Making sense of Avro, Kafka, Schema Registry, and Spark Streaming

Ivan Miller
3 min readAug 27, 2019

--

Recently, I needed to help a team figure out how they could use spark streaming to consume from our Kafka cluster. At face value, this is very straightforward — spark streaming offers easy integration with kafka via their high level APIs.

At the company I work for, we use Apache Avro to structure our internal messages. Once you introduce a serialization format like Avro, things get a little harder. Fortunately, Spark started offering built-in support for avro structured data with their 2.4 release!

Unforunately, though, this doesn’t account for avro data encoded with Confluent’s Schema Registry offering. Ugh! That sucks, because this is a common way to encode/decode avro data in the scala/kafka ecosystem.

Let me attempt to show you how I was able to consume Schema-Registry avro with spark streaming!

First things first, this example includes technologies typical of a modern data platform. Scala, Kafka, Schema Registry, and Spark all make appearances here. Let’s get right into the examples. Since we’re using scala, here’s what your build.sbt should look like to include the necessary software dependencies:

name := "kafka-spark-streaming-example"

version := "0.1"

scalaVersion := "2.11.0"

val confluent = Seq("io.confluent" % "kafka-schema-registry-client" % "5.2.1",
"io.confluent" % "kafka-avro-serializer" % "5.2.1").map(_.excludeAll(
ExclusionRule(organization = "org.codehaus.jackson"),
ExclusionRule(organization = "com.fasterxml.jackson.core")))
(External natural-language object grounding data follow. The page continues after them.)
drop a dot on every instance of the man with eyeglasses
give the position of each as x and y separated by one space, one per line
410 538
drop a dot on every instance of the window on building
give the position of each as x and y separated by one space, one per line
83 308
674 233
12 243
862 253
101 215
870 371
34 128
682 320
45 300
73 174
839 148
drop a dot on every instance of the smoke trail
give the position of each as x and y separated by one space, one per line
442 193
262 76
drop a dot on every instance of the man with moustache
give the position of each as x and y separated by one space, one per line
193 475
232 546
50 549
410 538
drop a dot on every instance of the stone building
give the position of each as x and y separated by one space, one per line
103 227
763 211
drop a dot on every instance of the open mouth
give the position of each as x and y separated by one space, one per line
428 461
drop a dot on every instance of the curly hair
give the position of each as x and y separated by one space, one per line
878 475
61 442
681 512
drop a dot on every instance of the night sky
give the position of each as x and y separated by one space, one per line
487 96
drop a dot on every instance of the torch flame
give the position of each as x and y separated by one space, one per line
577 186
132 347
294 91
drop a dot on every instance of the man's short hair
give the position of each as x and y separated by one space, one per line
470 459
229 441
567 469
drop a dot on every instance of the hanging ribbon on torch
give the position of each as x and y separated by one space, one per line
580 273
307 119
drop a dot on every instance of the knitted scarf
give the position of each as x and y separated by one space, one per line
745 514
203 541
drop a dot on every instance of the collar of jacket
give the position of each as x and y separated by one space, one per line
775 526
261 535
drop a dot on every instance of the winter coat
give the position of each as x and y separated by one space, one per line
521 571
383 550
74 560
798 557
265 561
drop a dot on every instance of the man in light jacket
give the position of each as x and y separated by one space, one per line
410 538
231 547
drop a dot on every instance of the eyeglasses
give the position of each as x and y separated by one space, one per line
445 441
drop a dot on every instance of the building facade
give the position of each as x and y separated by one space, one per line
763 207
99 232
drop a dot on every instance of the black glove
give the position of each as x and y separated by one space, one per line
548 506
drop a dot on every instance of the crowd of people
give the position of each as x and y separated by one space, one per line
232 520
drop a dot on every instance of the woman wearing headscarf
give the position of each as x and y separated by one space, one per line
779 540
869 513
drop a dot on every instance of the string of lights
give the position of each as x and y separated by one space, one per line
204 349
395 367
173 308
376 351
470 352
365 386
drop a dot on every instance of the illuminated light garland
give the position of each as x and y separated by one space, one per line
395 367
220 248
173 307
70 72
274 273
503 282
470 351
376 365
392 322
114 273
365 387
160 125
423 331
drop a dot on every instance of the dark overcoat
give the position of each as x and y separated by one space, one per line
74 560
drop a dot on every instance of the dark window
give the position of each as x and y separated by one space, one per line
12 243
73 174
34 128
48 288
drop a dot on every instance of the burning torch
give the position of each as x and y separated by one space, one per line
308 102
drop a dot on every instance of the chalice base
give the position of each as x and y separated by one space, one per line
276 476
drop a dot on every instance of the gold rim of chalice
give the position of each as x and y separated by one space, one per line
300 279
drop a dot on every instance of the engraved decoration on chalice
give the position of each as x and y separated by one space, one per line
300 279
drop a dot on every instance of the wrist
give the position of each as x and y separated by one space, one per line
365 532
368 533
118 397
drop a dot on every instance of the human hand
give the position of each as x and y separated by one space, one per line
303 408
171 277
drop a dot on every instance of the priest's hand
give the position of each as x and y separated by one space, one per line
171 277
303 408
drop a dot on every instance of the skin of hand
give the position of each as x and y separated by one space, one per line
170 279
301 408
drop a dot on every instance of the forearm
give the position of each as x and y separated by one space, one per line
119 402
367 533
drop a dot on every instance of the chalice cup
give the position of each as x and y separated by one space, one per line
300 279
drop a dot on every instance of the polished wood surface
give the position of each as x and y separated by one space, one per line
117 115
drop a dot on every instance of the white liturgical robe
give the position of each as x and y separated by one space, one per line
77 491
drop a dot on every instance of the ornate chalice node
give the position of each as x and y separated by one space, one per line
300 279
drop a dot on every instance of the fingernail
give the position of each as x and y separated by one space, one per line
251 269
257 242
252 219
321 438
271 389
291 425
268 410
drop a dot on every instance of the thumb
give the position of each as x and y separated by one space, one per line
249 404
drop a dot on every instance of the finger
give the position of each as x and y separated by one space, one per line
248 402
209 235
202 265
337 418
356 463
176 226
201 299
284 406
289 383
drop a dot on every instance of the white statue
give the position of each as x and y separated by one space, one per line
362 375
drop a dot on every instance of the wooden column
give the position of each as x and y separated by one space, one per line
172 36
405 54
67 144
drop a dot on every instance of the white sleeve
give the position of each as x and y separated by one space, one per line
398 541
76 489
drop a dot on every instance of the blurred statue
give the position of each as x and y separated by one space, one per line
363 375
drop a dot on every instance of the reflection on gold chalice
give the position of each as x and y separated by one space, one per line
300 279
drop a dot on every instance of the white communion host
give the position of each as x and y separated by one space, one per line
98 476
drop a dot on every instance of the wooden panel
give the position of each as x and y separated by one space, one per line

libraryDependencies ++= Seq(
"org.apache.spark" % "spark-sql_2.11" % "2.4.0",
"org.apache.spark" % "spark-streaming_2.11" % "2.4.0",
"org.apache.spark" % "spark-streaming-kafka-0-10_2.11" % "2.4.0",
"org.apache.spark" % "spark-sql-kafka-0-10_2.11" % "2.4.0"
)
libraryDependencies ++= confluent

A few things to note:

we’re building with Scala 2.11, and pulling in the spark jars compiled against this version. We also need to exclude the org.codehaus.jackson and com.fasterxml.jackson.core jars, because these deps from confluent tend to mess with the versions of these jars required by spark (and pulled in by the spark jars themselves).

Now that we have our dependencies, here’s what our main.scala might look like to consume avro from kafka via spark.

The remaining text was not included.